Questo ortaggio invernale dall'aspetto caratteristico può essere usato in molte ricette gustose, la maggior parte appartenenti alla cucina contadina: si pensi alla zuppa toscana o alla ribollita, dove riveste il ruolo di protagonista!
Con un po' di fantasia potete usarlo in molte preparazioni calde: per esempio potete impiegarlo per dare gusto alla polenta incatenata, o per preparare una versione particolare del pesto classico, o anche per servire in tavola una saporita vellutata.
Tra i vari tipi di cavolo, il cavolo nero è facilmente riconoscibile, perché non ha la gemma centrale ma presenta delle lunghe foglie di colore verde scuro, che hanno un aspetto bolloso e che rappresentano la parte commestibile e cucinabile.
Infatti, una volta private dello stelo, possono essere utilizzate in moltissimi piatti, tra cui spiccano quelli della cucina toscana, anche perché è in queste zone che si hanno le coltivazioni più intense. La tradizione povera e contadina ha tramandato molte preparazioni gustose, basate sull'utilizzo di ingredienti semplici e su lunghe cotture, dove il cavolo nero svolge un ruolo da protagonista.
Tra queste, oltre alla zuppa di cavolo nero, ci sono la farinata, la minestra di pane e la ribollita. In questo piatto, a seconda delle versione che volete seguire, le foglie di cavolo vengono cotte a fuoco lento e abbinate ad altri ingredienti, ossia i fagioli e altre verdure, come carote e patate.
Se volete provare qualcosa di più particolare, potete realizzare un delizioso pesto di cavolo nero, sostituendolo al basilico della salsa ligure, e poi spalmarlo su dei crostini da servire come aperitivo, o anche usarlo per condire un bel piatto di pasta, magari allungato con del formaggio tipo la ricotta.
Il cavolo nero può anche essere saltato in padella nell'olio caldo con uno spicchio d'aglio e poi servito come contorno, assieme alla carne o alla polenta, o usato come base per realizzare un riso di verdure, abbinandolo a della carne come pancetta o salsicce.
Allo stesso modo, una volta stufato o saltato nel burro, può diventare il ripieno di rustici e torte salate: una volta stesa la pasta sfoglia nello stampo, bucherellatela con i rebbi di una forchetta e versateci dentro il cavolo nero saltato, coprendolo con delle fettine di formaggio e un manciata di formaggio grattugiato.
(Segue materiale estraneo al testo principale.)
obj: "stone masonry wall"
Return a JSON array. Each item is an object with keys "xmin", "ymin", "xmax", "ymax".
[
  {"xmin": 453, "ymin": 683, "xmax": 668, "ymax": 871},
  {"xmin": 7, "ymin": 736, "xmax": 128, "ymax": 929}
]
Consigli per valorizzare al meglio il cavolo nero in cucina
- La scelta e la pulizia: Scegliete foglie di cavolo nero di un colore verde intenso e croccanti, senza ingiallimenti. Per la pulizia, eliminate la costa centrale più dura strappando via la foglia o utilizzando un coltello affilato, poi lavate le foglie accuratamente sotto acqua corrente fredda per rimuovere eventuali residui di terra.
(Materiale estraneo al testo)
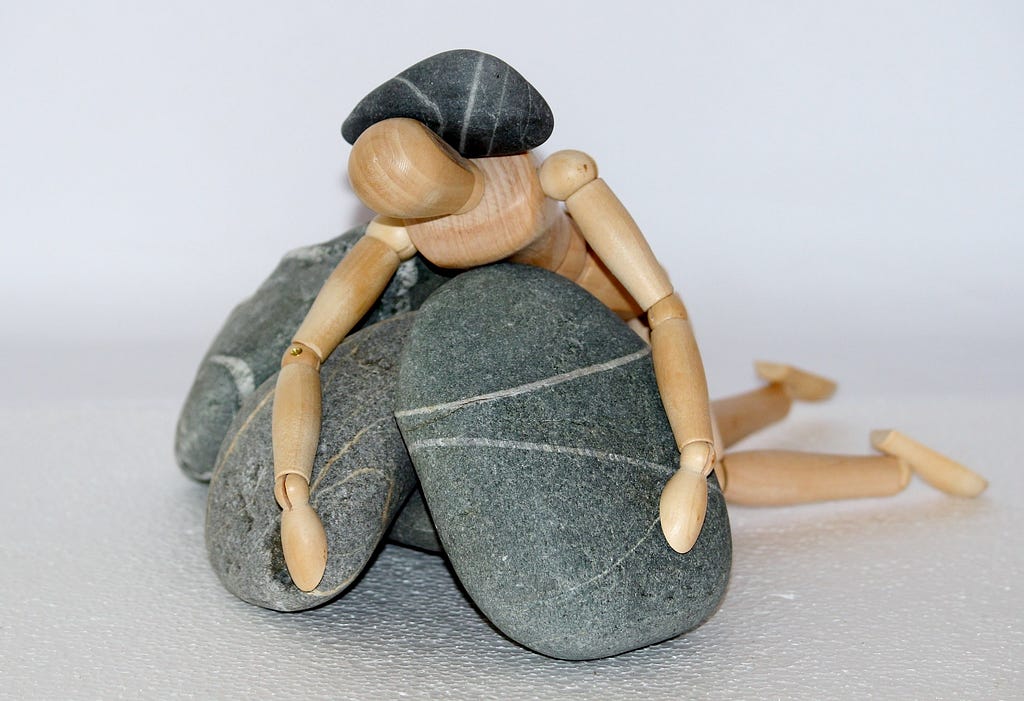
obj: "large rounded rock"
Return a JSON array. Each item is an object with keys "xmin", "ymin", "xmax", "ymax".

- Precottura strategica: Se il cavolo nero è particolarmente coriaceo o se preferite una consistenza più tenera e un sapore meno amaro, sbollentatelo per 5-7 minuti in acqua bollente salata prima di utilizzarlo nelle vostre ricette. Scolatelo bene e strizzatelo per eliminare l'acqua in eccesso.
- Abbinamenti di sapore: Il cavolo nero si sposa magnificamente con ingredienti saporiti come aglio, peperoncino, salsiccia, pancetta, acciughe e legumi (fagioli, ceci). Per un tocco più delicato, provatelo con patate, zucca o formaggi freschi come la Galbani Santa Lucia Ricotta o la Mozzarella Santa Lucia.
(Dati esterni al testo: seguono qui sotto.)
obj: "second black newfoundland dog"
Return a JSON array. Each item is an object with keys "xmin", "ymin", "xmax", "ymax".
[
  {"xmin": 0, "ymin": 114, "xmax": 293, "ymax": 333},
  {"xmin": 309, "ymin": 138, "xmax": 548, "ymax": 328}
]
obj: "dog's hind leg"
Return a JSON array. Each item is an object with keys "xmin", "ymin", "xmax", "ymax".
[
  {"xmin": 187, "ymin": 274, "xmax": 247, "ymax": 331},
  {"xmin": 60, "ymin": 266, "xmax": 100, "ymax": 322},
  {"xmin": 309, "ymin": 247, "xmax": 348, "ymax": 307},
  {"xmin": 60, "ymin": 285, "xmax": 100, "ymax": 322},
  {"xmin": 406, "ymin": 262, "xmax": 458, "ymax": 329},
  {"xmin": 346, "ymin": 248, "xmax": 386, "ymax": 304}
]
- Conservazione ottimale: Il cavolo nero fresco si conserva in frigorifero per circa 4-5 giorni, avvolto in un panno umido o in un sacchetto di carta. Se cotto, può essere conservato in un contenitore ermetico in frigorifero per 2-3 giorni oppure congelato.
- Varianti creative: Oltre alla zuppa, il cavolo nero è eccellente per preparare pesti, torte salate, ripieni per la pasta, contorni saltati in padella o come ingrediente per risotti e frittate. Provate a farlo saltare con aglio, peperoncino e Galbani Santa Lucia Stracchino per un contorno cremoso e saporito.